Eine gute Taube habe weit gefächertes Gefieder und knallrote Haut, sagt Joan Jaume. Je nach Genetik gibt es bei den Vögeln bessere und schlechtere Sprinter oder Marathonflieger. Die Wettrennen werden in verschiedene Distanzen unterteilt: 300 Kilometer, 500 Kilometer, 700 Kilometer und die Königsklasse ab 1.000 Kilometer. In Letzterer ist Llorenç Tomàs der ungeschlagene Champion. „Das Meer ist für uns eine große Hürde, da die Tauben 200 Kilometer über dem Wasser absolvieren müssen, ohne Pausen einlegen zu können“, sagt Joan Jaume, Kassenwart des Verbands.

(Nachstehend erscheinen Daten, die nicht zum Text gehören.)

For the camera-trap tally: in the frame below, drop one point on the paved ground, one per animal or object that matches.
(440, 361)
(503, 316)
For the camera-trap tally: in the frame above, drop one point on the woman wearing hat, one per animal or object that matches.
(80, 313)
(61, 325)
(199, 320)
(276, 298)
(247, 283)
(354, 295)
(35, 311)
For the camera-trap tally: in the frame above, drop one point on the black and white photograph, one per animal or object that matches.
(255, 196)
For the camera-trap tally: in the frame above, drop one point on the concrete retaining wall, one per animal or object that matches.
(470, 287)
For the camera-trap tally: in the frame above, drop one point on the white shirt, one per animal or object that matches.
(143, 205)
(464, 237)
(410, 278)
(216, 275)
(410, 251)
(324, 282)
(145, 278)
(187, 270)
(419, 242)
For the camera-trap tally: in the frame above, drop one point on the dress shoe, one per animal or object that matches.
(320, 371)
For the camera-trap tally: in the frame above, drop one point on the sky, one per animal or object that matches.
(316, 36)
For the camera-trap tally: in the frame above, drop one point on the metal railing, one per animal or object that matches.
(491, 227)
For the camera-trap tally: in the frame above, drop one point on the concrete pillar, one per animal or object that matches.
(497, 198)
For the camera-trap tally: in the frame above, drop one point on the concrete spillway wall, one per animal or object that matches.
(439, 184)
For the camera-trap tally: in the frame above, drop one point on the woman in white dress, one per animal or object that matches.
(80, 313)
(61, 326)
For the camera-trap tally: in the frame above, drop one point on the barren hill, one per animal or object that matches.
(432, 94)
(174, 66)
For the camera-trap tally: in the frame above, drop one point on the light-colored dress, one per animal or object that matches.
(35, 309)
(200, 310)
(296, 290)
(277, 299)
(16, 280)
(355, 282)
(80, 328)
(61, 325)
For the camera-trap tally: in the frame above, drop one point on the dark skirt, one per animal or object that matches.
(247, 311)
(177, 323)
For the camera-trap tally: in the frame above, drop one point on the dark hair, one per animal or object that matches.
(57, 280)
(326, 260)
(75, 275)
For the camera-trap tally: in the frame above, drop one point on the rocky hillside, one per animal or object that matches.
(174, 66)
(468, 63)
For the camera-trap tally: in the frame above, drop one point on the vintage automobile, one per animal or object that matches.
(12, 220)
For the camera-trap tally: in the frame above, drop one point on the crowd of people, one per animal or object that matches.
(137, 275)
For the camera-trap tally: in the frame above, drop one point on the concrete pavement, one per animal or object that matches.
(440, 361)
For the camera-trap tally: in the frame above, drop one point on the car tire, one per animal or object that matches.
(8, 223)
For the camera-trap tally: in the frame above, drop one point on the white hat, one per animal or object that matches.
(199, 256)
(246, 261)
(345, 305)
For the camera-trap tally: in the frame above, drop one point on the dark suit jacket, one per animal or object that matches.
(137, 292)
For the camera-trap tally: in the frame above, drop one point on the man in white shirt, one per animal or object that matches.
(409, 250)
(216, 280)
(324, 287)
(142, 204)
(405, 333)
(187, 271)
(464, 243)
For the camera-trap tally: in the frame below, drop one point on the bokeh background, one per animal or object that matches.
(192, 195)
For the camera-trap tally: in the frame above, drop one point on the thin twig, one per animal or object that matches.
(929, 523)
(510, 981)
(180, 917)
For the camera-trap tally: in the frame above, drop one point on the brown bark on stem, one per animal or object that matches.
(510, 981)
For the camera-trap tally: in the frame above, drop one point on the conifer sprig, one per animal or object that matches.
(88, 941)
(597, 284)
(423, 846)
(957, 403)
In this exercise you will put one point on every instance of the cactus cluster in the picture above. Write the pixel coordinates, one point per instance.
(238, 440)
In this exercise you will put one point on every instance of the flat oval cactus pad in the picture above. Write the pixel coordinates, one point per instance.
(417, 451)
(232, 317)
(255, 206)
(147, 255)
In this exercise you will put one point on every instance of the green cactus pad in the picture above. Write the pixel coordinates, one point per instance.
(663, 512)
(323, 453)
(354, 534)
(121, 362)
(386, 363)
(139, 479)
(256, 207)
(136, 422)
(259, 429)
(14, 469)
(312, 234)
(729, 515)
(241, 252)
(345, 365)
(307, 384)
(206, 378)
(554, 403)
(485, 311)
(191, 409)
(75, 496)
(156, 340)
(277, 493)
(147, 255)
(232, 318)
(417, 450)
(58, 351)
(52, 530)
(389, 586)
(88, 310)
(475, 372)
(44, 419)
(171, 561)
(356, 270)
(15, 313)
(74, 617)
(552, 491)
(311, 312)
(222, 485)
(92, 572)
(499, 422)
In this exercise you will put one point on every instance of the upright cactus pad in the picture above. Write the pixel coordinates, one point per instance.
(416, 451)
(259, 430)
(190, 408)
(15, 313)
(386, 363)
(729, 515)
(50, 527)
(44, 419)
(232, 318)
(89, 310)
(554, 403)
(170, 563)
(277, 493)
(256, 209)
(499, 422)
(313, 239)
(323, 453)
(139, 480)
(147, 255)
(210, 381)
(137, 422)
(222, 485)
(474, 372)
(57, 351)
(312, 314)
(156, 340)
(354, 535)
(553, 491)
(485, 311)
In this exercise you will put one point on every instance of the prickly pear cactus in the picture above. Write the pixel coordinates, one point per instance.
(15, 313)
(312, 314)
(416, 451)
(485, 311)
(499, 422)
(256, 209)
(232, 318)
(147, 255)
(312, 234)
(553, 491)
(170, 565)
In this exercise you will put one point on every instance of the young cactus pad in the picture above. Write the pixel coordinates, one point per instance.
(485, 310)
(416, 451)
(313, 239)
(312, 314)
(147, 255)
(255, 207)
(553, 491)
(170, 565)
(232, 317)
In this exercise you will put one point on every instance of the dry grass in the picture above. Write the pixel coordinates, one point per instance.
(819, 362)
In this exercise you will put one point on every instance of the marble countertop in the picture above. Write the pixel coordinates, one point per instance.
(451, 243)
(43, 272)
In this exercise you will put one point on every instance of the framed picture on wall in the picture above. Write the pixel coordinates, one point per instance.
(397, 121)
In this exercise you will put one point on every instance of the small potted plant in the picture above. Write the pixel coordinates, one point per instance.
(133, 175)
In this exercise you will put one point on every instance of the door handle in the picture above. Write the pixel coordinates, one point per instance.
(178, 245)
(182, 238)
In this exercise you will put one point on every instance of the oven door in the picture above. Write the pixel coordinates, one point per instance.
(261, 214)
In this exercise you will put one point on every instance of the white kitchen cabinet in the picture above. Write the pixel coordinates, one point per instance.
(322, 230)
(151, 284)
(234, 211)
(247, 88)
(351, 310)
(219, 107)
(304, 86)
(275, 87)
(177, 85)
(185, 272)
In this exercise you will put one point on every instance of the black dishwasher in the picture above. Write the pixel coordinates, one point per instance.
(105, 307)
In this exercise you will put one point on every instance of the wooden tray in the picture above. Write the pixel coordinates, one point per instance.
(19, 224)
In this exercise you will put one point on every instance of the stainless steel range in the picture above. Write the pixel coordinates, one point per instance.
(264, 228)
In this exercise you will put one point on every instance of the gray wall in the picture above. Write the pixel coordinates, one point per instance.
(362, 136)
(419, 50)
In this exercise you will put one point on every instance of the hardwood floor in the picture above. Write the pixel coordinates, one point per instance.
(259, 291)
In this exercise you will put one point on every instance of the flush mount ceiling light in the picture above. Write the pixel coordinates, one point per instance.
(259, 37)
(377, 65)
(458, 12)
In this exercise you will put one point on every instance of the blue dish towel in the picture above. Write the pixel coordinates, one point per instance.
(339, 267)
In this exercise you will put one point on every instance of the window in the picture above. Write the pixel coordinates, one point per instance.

Beim großen Rennen im vergangenen Jahr kamen nur zwölf der 200 Vögel auf der Insel an. „Ein GPS-Sender wäre zu schwer und würde die Tiere zu sehr stören“, sagt Jaume. Meist bleibt unklar, was mit den Tauben geschah. Einige trauen sich die Reise über das Meer wohl nicht zu und kommen in Taubenschlägen auf dem Festland unter. Anhand des Rings am Fuß kann das Tier identifiziert werden, die Züchter melden sich dann bei den Kollegen. Möglich ist auch, dass die Tauben Greifvögeln zum Opfer fallen. „Falken, Milane und Adler warten an den Küsten regelrecht auf die geschwächten Ankömmlinge“, sagt Toni. „Die Räuber werden vom Umweltministerium geschützt. Aus unserer Sicht gibt es viel zu viele von ihnen. Wir müssen die verletzten Tauben dann behandeln.“

Risiken auf der Strecke

Die Zuchtexemplare haben wenig mit den Tieren gemein, die man aus dem Alltag kennt. Die Sportler haben eher das Format eines stattlichen Brathähnchens. Sie nutzen wohl das Erdmagnetfeld, um nach Hause zu finden. „Es ist ein Mysterium. Wir bringen sie an weit entfernte Orte, und doch finden sie immer zu ihrem Schlag zurück“, so Pep Toni.

Die Züchter gewöhnen die Tiere nach und nach an längere Distanzen. Erst Ibiza, dann die spanische Küste, irgendwann Sagres im Süden Portugals. Bei den Wettkämpfen werden die Vögel im Laster auf das Festland gebracht. Der Fahrer lässt sie zeitgleich frei. Daheim warten die Züchter dann auf die Ankunft. Da jede Taube zu einem anderen Taubenschlag fliegt, sind die Distanzen unterschiedlich. Daher wird mit der zurückgelegten Strecke und der Zeit die Geschwindigkeit ausgerechnet. Der schnellste Vogel gewinnt. Im vergangenen Jahr war das Laia – Llorenç Tomàs hat seine Siegertaube nach seiner Enkeltochter benannt. Knapp 25 Stunden war das zweijährige Tier unterwegs. „Sie ist einzigartig. Als Belohnung durfte sie sich nun reproduzieren“, sagt der Züchter.

Und was sind nun die Tricks der Züchter? „Manche geben Knoblauch ins Trinkwasser. Meine Tauben bekommen nach den Rennen zur Erholung etwas Honig“, sagt Pep Toni. Andere Züchter vertrauen auf Karotten, die unter das Futter gemischt werden, das aus Körnern besteht. Und gehört nicht auch etwas Glück hinzu? „Wenn ich gewinne, wäre es ein Wunder. Wenn Llorenç gewinnt, ist es normal. Das Glück ist mit dem Tüchtigen“, sagt der Präsident des Taubenzüchtervereins und begutachtet Laia ausgiebig. Vielleicht entdeckt er ja doch das Geheimnis ihres Erfolgs.